According to court documents, the owners of the 7-Eleven franchise stores hired more than 50 undocumented immigrants, equipped them with stolen identities from United States citizens, housed them at residences owned by the defendants, and forced them to work 100 hours a week for a fraction of their wages. The victims of the identity theft apparently range in age from 8 to 78 years old, and include a child, three deceased individuals, and even a Coast Guard cadet! In addition, the defendants, together with others, apparently caused the 7-Eleven payroll service to transmit this false information, including the stolen identity information, to United States regulatory agencies, such as the Internal Revenue Service and the Social Security Administration. This is what we call a very slippery slope.

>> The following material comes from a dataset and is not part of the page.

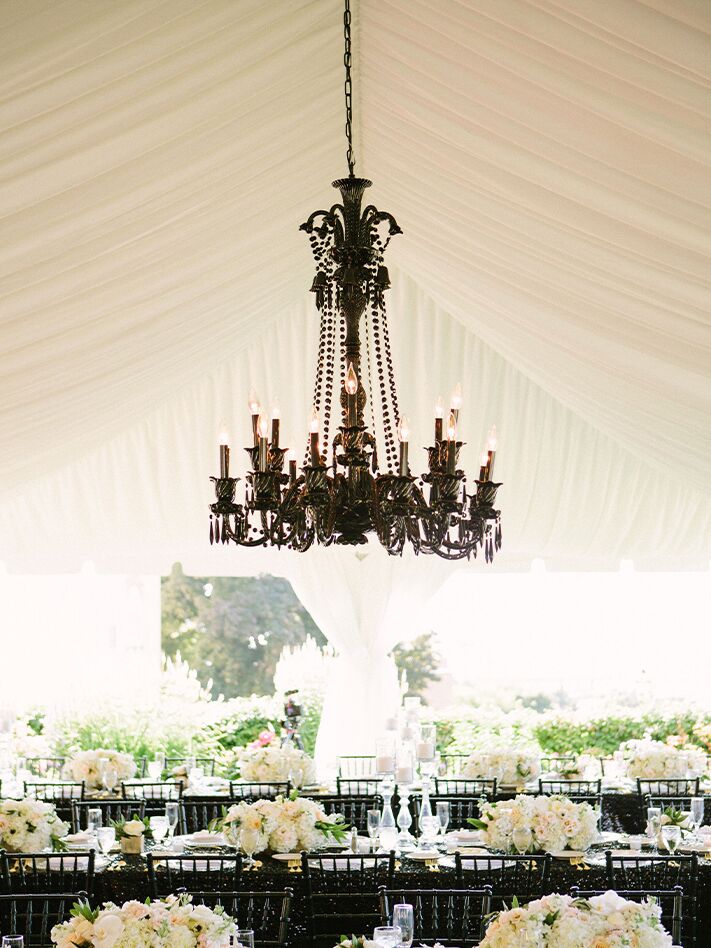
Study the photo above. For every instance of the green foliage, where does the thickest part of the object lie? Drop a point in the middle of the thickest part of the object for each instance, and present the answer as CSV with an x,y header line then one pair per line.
x,y
232,630
420,661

The High Cost of Non-Compliance
According to ICE, the 7-eleven case constitutes the largest criminal immigration forfeiture action in its history (they estimated over $30 million). As part of their plea, the defendants agreed to forfeit the franchise rights to ten 7-Eleven stores in New York and four 7-Eleven stores in Virginia, as well as five houses in New York worth over $1.3 million. In addition, the defendants agreed to pay roughly $2.6 million in restitution for back wages. The sentencing proceedings have not yet been scheduled, but the defendants could face anywhere from 10 to 20 years in prison.
What does this have to do with I-9s?
Clearly, this case represents the other end of the I-9 spectrum, which is reserved for those employers who knowingly hire unauthorized workers or engage in crimes that facilitate such actions (human trafficking, alien smuggling, document fraud, abuse/exploitation, etc.) But, it’s important to remember that I-9 compliance and verification failures are an extremely slippery slope (as mentioned above), and often indicative of a much larger problem that could easily spin out of control. This risk is especially severe for those organizations who fall into one of the government’s high-risk (and thus high-priority) profiles. These include the following:
- Employers involved in matters of national security, including critical infrastructure such as airports and military installations
- Employers with a high percentage of undocumented workers (who are more likely, according to the government, to ignore I-9 and E-Verify requirements and in some cases actively recruit unauthorized employees)
- Employers with a history of Department of Labor wage and hour violations and/or OSHA violations (in other words, those who are seen as potentially taking advantage of employees generally)
- Large organizations (especially those who maintain franchisor/franchisee relationships), who often have a very well known brand (and represent a very attractive target for the government!)
As we have described in the past, the best defense against a possible ICE investigation (whether it relates to I-9 violations or something more severe) is to proactively develop a comprehensive immigration worksite compliance program, which addresses any potential weaknesses. Although there is no “one size fits all” policy, the following steps are generally considered best practices in the industry:
1. Contact experienced immigration counsel to guide you through a detailed examination of your I-9 and E-Verify compliance practices. For a list of some of the best ‘in the know’ immigration counsel specializing in I-9 compliance, please see our list of guest attorney bloggers here.
2. Provide continual I-9 training for all those employees who are charged with ensuring the proper completion of the form.
3. Draft and implement consistent and uniform Form I-9 processes and procedures to ensure compliance throughout your organization and defend against potential discrimination claims for employees who feel that they have been treated differently.
4. Adopt a comprehensive and trusted electronic I-9 and E-Verify solution, which has been designed with compliance in mind from the ground up. Ensure the system has been vetted by immigration counsel and meets the most conservative interpretation of the regulations, especially in light of ICE’s guidance on evaluating electronic systems. And finally, be careful of those vendors making overly broad claims that your electronic I-9 system will magically cleanse or eradicate all mistakes. As this case illustrates, there is always a human element in complying with immigration laws. Or put more simply, if it’s too good to be true…[you know the rest.]